Le chapitre IV (article 28) procède à des adaptations de la loi n° 86-1067 du 30 septembre 1986 relative à la liberté de communication (Loi Léotard) aux fins de la mise en oeuvre et de la mise en cohérence avec le règlement sur les services numériques (DSA).

Le chapitre V (article 29) procède à des adaptations de la loi n° 2018-1202 du 22 décembre 2018 relative à la lutte contre la manipulation de l'information aux fins de la mise en oeuvre et de la mise en cohérence avec le règlement sur les services numériques (DSA).

Le chapitre VI (article 30) procède à des adaptations du Code électoral aux fins de la mise en oeuvre et de la mise en cohérence avec le règlement sur les services numériques (DSA).

Le chapitre VII procède à des adaptations de la loi n° 78-17 du 6 janvier 1978 relative à l'informatique, aux fichiers et aux libertés aux fins de la mise en oeuvre et de la mise en cohérence avec les règlements sur les services numériques (DSA) et la gouvernance des données (DGA).

L'article 31 confie aussi de nouvelles attributions de contrôle et de sanctions à la Commission nationale de l'informatique et des libertés, désignée comme autorité compétente s'agissant de l'altruisme en matière de données pour l'application du règlement DGA.

L'article 32 confie à la Commission nationale de l'informatique et des libertés de nouvelles attributions afin de faire respecter certaines règles du DSA par les fournisseurs de plateforme en ligne.
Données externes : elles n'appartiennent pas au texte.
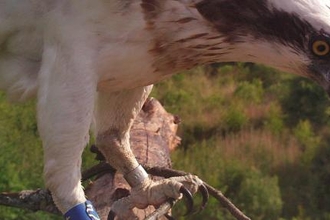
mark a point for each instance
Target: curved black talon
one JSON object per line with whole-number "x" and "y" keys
{"x": 205, "y": 194}
{"x": 111, "y": 215}
{"x": 189, "y": 199}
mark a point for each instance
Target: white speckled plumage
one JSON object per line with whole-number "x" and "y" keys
{"x": 91, "y": 61}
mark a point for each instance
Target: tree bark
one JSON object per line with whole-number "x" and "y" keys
{"x": 153, "y": 135}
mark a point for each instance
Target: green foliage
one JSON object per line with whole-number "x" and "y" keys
{"x": 259, "y": 135}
Il lui attribue à ce titre de nouvelles compétences de contrôle et de sanctions.

Le chapitre VIII (article 33) procède à des adaptations de la loi n°47-585 du 2 avril 1947 relative au statut des entreprises de groupage et de distribution des journaux et publications périodiques aux fins de la mise en oeuvre et de la mise en cohérence avec le règlement sur les services numériques (DSA).
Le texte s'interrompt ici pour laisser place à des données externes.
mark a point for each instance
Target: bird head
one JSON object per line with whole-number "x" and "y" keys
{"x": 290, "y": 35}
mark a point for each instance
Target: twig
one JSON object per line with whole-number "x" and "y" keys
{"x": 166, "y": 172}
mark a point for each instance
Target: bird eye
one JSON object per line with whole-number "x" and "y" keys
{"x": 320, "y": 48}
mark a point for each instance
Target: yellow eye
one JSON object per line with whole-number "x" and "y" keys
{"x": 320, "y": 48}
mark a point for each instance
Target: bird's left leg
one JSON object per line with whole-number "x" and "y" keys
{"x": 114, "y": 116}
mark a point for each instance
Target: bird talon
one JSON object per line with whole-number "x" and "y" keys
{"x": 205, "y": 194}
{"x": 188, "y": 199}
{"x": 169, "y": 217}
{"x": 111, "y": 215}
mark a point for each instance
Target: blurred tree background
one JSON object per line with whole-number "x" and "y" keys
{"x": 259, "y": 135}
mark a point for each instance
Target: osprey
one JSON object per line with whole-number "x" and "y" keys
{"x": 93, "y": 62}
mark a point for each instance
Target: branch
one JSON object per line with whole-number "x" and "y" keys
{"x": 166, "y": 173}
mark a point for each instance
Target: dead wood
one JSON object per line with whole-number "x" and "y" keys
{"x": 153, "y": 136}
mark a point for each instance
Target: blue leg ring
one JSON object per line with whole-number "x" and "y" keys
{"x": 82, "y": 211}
Le chapitre IX (article 34) procède à des adaptations de la loi n° 2017-261 du 1er mars 2017 visant à préserver l'éthique du sport, du code de la propriété intellectuelle, de la loi n° 2021-1382 du 25 octobre 2021 relative à la régulation et à la protection de l'accès aux oeuvres culturelles et du code pénal.
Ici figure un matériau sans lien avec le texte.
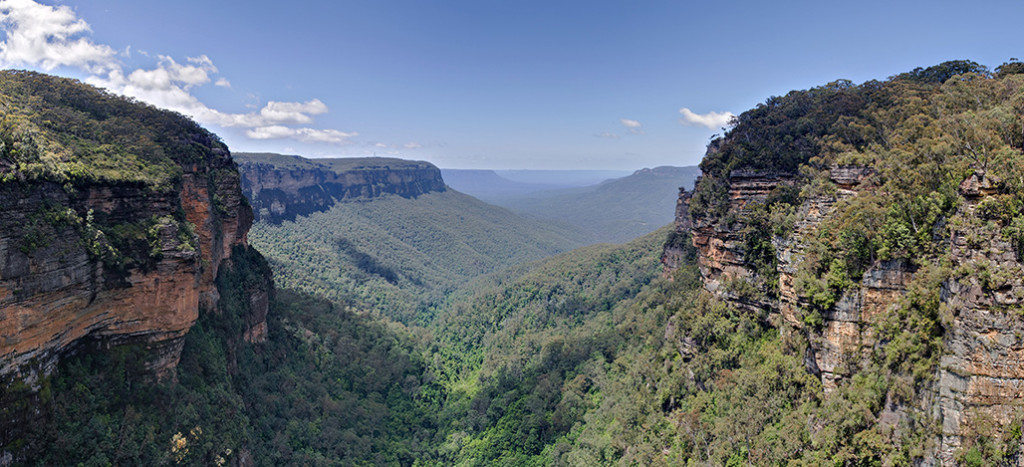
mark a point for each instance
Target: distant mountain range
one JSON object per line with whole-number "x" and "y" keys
{"x": 614, "y": 210}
Le chapitre X est relatif aux dispositions d'adaptation aux outre-mer ainsi qu'aux dates d'entrée en vigueur du texte.

L'article 35 habilite le Gouvernement à prendre par voie d'ordonnance les mesures relevant du domaine de la loi nécessaires à l'adaptation et l'extension des dispositions de la présente loi aux outre-mer.

L'article 36 prévoit les modalités et dates d'entrée en vigueur de différentes dispositions du projet de loi.